Но это и не важно, к кому там кто обращается. В то же мгновение идет по улице уже совсем другой человек – Себастиан фон Шаунбург. И, хоть тресни, никогда не догадаешься, что он не совсем он или совсем не он. Баст и думает по-немецки, и реагирует, как немец, и, как немец, разгибает пальцы, считая вслух, и вообще немец во всем. В каждом жесте и в каждой мысли, если, разумеется, не пытается скрыть свое немецкое происхождение, что умеет делать довольно прилично, тем более что иногда – а в последнее время и часто – делать это приходится по служебной, так сказать, надобности.
Так и на этот раз. Из Парижа в Реймс приехал не то чтобы совсем уже другой человек – паспорт-то в кармане пиджака лежал у Олега настоящий, но по манере поведения ничего определенного сказать о нем было нельзя. В произношении, правда, отчетливо слышался какой-то – не совсем французский – акцент, но его происхождение определить было весьма затруднительно. Во всяком случае, эксперты Службы Безопасности утверждали, что это не немецкий акцент, а скорее скандинавский или, напротив, швейцарский. Однако в любом случае такой, что французское ухо на него реагирует вяло, если реагирует вообще. Не так, как на голос «живого боша». Ну, а в Реймс Баста занесло отнюдь не случайно, а как бы по делу. «Контрабандисты» из СД принесли кое-что для «свободного художника» Шаунбурга. Кисти там, подрамники, то да се, короче – рабочие инструменты, потребные для его ничем, кроме законов физики, не ограниченного творчества. И хотя это было совсем неправильно – не профессионально и отдавало дешевым дилетантизмом – таким, как оказалось, и была эта хваленая СД в годы своего становления. Не Абвер, одним словом, но не Шаунбургу учить их «манерам» и не Олегу – жаловаться. «Инструменты» могли понадобиться в самое ближайшее время, и отсутствие действенного контроля делало «любое их использование» удобным и практически безопасным. Для Баста безопасным и для Олега, разумеется, тоже.

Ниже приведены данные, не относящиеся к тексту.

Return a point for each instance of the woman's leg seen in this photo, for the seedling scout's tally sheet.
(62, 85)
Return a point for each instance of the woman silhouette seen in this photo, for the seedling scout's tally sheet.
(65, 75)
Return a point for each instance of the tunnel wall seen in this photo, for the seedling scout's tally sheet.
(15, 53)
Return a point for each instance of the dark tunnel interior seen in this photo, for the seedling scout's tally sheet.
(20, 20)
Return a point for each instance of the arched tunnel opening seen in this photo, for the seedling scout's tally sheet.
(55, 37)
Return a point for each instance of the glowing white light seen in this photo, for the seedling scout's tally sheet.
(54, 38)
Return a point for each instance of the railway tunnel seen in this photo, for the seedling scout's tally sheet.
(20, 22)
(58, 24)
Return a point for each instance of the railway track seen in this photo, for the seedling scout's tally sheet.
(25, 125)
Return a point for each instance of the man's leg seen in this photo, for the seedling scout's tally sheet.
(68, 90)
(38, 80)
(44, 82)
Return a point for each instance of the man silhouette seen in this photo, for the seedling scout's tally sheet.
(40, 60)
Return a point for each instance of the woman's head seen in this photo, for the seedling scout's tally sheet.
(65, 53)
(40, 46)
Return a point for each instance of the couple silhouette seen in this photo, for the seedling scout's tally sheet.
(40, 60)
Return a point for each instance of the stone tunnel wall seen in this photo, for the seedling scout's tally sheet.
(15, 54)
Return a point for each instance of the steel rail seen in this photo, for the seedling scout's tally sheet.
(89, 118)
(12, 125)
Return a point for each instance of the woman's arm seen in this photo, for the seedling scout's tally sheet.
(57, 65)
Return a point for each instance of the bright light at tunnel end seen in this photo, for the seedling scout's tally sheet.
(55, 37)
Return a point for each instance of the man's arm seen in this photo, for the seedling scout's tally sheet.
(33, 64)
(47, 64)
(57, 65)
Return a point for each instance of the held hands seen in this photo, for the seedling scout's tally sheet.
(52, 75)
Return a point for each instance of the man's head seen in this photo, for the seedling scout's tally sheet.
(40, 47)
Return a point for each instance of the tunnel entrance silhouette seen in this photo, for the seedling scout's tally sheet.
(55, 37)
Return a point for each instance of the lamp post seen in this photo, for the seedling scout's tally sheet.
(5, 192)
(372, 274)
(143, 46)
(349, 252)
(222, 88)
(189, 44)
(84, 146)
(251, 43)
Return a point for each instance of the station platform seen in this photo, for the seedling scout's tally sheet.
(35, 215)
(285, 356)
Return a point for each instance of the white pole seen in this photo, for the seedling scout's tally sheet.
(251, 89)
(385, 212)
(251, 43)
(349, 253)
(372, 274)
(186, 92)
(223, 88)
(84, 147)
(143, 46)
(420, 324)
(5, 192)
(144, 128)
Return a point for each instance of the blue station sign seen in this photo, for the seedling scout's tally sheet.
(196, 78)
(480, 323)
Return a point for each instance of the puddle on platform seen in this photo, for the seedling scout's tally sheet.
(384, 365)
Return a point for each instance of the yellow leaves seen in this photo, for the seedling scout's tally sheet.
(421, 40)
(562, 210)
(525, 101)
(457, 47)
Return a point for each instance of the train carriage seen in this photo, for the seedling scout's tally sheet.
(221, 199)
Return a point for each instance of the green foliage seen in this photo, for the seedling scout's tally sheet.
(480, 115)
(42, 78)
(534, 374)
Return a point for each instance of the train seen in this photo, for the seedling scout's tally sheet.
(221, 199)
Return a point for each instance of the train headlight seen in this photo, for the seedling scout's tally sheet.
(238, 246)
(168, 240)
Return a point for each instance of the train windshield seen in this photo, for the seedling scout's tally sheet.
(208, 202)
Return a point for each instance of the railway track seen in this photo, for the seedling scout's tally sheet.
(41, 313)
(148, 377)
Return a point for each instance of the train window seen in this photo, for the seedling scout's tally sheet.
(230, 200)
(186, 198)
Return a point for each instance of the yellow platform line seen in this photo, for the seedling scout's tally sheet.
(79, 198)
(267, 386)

Полтораста километров от Парижа до Реймса Олег проехал на шикарной, но главное сильной и почти новой – четыре года назад выпущенной – машине. «Vivastella»[71], взятая в аренду у одного охочего до чужих денег и хворого здоровьем парижанина, которого ему, Шаунбургу, порекомендовал местный легальный резидент, в данном случае действительно не являлась роскошью. На автомобиле можно быстрее и легче добраться до Реймса, но главное – удобнее возвращаться в Париж, имея на руках двадцать килограммов оружия и боеприпасов. Замечательно здесь было то, что оружие досталось «чистое» и предназначалось оно для закладки «на черный день». Баст мог пустить его в ход тогда и там, когда и где ему заблагорассудится. Он ведь творческая натура, непредсказуемая по определению, может и друзьям подарить. Например, приятелям из РОВС или каким-нибудь квислинговцам. Напал стих – взял и подарил. А уж в кого они там из этих стволов палить собрались, не его «баронское» дело.